[users at bb.net] One EC2 slave misbehaving

Yuval Hager yhager at yhager.com
Sun Feb 7 09:05:16 UTC 2016


I've got this on a test system. The ami was created from scratch.

Looks like the master does not see a 'detached' event, even though the instance
has terminated.

See log and config attached.
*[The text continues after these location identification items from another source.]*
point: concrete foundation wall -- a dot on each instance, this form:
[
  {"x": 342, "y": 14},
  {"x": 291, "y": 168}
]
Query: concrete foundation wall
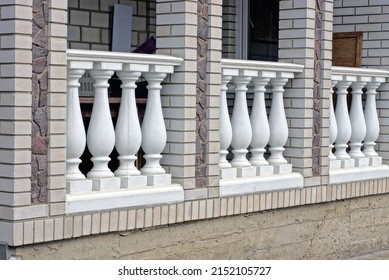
[{"x": 335, "y": 230}]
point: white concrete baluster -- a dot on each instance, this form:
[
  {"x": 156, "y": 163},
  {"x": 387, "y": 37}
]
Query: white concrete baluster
[
  {"x": 259, "y": 123},
  {"x": 358, "y": 126},
  {"x": 371, "y": 118},
  {"x": 333, "y": 125},
  {"x": 277, "y": 122},
  {"x": 128, "y": 133},
  {"x": 342, "y": 121},
  {"x": 153, "y": 126},
  {"x": 225, "y": 124},
  {"x": 101, "y": 133},
  {"x": 75, "y": 131},
  {"x": 240, "y": 122}
]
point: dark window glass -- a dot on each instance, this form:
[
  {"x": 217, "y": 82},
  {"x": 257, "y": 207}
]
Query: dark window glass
[{"x": 263, "y": 30}]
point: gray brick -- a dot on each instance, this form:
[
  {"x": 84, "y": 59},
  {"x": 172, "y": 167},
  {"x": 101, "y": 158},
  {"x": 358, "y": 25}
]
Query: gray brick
[{"x": 79, "y": 18}]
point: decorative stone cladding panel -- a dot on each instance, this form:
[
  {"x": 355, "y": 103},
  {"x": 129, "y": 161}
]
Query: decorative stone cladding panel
[
  {"x": 229, "y": 20},
  {"x": 90, "y": 23},
  {"x": 15, "y": 112},
  {"x": 371, "y": 18},
  {"x": 39, "y": 135}
]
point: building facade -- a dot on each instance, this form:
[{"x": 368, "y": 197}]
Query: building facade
[{"x": 239, "y": 138}]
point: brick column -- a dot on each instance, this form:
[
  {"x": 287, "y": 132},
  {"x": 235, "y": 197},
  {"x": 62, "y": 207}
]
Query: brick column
[
  {"x": 176, "y": 34},
  {"x": 15, "y": 119},
  {"x": 56, "y": 105},
  {"x": 305, "y": 36},
  {"x": 213, "y": 95}
]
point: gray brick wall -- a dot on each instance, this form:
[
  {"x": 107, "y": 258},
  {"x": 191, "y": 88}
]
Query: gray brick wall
[{"x": 90, "y": 23}]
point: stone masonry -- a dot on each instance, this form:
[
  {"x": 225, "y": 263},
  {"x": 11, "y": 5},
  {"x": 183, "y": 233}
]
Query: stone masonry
[
  {"x": 201, "y": 91},
  {"x": 39, "y": 145}
]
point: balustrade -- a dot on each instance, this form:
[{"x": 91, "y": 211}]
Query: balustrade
[
  {"x": 354, "y": 129},
  {"x": 128, "y": 135},
  {"x": 253, "y": 134}
]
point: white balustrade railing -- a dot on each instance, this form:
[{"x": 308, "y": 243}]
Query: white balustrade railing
[
  {"x": 354, "y": 128},
  {"x": 128, "y": 135},
  {"x": 254, "y": 132}
]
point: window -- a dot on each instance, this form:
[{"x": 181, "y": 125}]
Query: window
[{"x": 257, "y": 30}]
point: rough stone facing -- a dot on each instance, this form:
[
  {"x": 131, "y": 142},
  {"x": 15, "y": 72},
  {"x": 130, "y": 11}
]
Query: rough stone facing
[
  {"x": 316, "y": 91},
  {"x": 201, "y": 90},
  {"x": 39, "y": 135}
]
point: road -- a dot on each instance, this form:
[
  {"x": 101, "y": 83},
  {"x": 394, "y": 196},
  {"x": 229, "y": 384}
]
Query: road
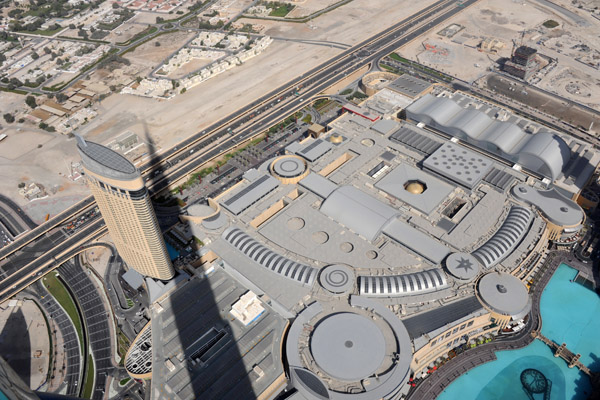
[
  {"x": 251, "y": 111},
  {"x": 96, "y": 319},
  {"x": 312, "y": 83}
]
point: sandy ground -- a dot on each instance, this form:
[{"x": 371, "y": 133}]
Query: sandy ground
[
  {"x": 148, "y": 56},
  {"x": 488, "y": 18},
  {"x": 47, "y": 165},
  {"x": 21, "y": 142},
  {"x": 98, "y": 257},
  {"x": 194, "y": 65},
  {"x": 14, "y": 104},
  {"x": 168, "y": 122},
  {"x": 307, "y": 7},
  {"x": 509, "y": 21},
  {"x": 29, "y": 350}
]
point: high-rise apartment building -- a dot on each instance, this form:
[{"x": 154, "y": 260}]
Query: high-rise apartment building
[{"x": 125, "y": 204}]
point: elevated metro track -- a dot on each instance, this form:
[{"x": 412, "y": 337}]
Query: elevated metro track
[
  {"x": 313, "y": 83},
  {"x": 232, "y": 121}
]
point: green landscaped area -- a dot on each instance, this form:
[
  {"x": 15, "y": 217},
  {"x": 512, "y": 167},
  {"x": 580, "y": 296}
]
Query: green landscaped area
[
  {"x": 148, "y": 31},
  {"x": 88, "y": 383},
  {"x": 123, "y": 345},
  {"x": 60, "y": 293}
]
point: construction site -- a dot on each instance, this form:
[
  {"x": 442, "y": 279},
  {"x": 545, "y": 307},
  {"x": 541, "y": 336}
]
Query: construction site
[{"x": 556, "y": 49}]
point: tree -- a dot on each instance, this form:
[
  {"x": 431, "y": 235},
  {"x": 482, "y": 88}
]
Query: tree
[{"x": 30, "y": 101}]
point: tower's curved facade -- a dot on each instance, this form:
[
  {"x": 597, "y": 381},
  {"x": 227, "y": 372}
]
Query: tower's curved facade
[{"x": 125, "y": 204}]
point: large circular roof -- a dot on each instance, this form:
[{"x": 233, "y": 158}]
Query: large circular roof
[
  {"x": 415, "y": 187},
  {"x": 337, "y": 278},
  {"x": 504, "y": 294},
  {"x": 349, "y": 347},
  {"x": 462, "y": 266},
  {"x": 289, "y": 166}
]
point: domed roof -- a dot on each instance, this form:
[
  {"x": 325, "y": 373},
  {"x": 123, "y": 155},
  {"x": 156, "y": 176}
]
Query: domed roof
[
  {"x": 335, "y": 138},
  {"x": 415, "y": 188}
]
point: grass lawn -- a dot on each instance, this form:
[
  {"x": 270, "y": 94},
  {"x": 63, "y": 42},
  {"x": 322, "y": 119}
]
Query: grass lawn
[
  {"x": 60, "y": 293},
  {"x": 88, "y": 382}
]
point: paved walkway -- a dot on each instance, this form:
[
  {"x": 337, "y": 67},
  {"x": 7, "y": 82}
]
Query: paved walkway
[{"x": 435, "y": 384}]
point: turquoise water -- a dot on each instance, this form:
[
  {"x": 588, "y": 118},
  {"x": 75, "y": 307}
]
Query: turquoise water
[
  {"x": 568, "y": 315},
  {"x": 173, "y": 253}
]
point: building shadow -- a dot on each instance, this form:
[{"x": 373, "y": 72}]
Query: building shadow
[
  {"x": 197, "y": 334},
  {"x": 15, "y": 345}
]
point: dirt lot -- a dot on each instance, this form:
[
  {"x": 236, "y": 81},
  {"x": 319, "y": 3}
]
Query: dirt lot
[
  {"x": 168, "y": 122},
  {"x": 572, "y": 44},
  {"x": 194, "y": 65},
  {"x": 308, "y": 7},
  {"x": 24, "y": 341},
  {"x": 149, "y": 55}
]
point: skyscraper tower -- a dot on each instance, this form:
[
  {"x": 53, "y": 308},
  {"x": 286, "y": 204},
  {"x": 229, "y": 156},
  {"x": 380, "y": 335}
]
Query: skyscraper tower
[{"x": 125, "y": 204}]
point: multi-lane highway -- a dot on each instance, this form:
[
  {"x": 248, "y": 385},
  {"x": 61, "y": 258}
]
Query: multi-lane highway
[
  {"x": 188, "y": 155},
  {"x": 259, "y": 111}
]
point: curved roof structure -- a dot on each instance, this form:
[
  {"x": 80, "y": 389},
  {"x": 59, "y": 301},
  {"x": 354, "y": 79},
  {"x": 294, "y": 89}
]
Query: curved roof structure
[
  {"x": 358, "y": 211},
  {"x": 510, "y": 234},
  {"x": 269, "y": 259},
  {"x": 341, "y": 344},
  {"x": 138, "y": 360},
  {"x": 462, "y": 266},
  {"x": 348, "y": 346},
  {"x": 544, "y": 152},
  {"x": 554, "y": 206},
  {"x": 504, "y": 294},
  {"x": 105, "y": 162},
  {"x": 401, "y": 285}
]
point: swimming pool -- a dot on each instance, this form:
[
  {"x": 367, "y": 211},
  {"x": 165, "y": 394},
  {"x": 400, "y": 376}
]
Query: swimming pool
[{"x": 567, "y": 314}]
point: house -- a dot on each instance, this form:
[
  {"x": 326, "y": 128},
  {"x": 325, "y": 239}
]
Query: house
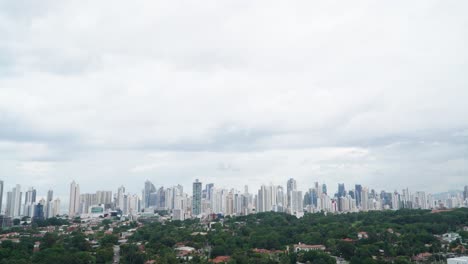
[
  {"x": 450, "y": 237},
  {"x": 363, "y": 235},
  {"x": 221, "y": 259},
  {"x": 459, "y": 260},
  {"x": 422, "y": 256},
  {"x": 305, "y": 247}
]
It's "substantiating", but never "waiting for
instance to start" (my guess is since it's not detached yet). Only after 20
minutes there's a timeout, the detach is forced, but the pending job never runs
(I guess that's another bug).

Could it be some weird TCP situation that never shuts down the connection
properly? I tried tracing the code for what triggers the detached event but I
got lost..

Now that I've isolated this on a test system, I'm happy to debug this further
as needed with network dumps, debug prints etc..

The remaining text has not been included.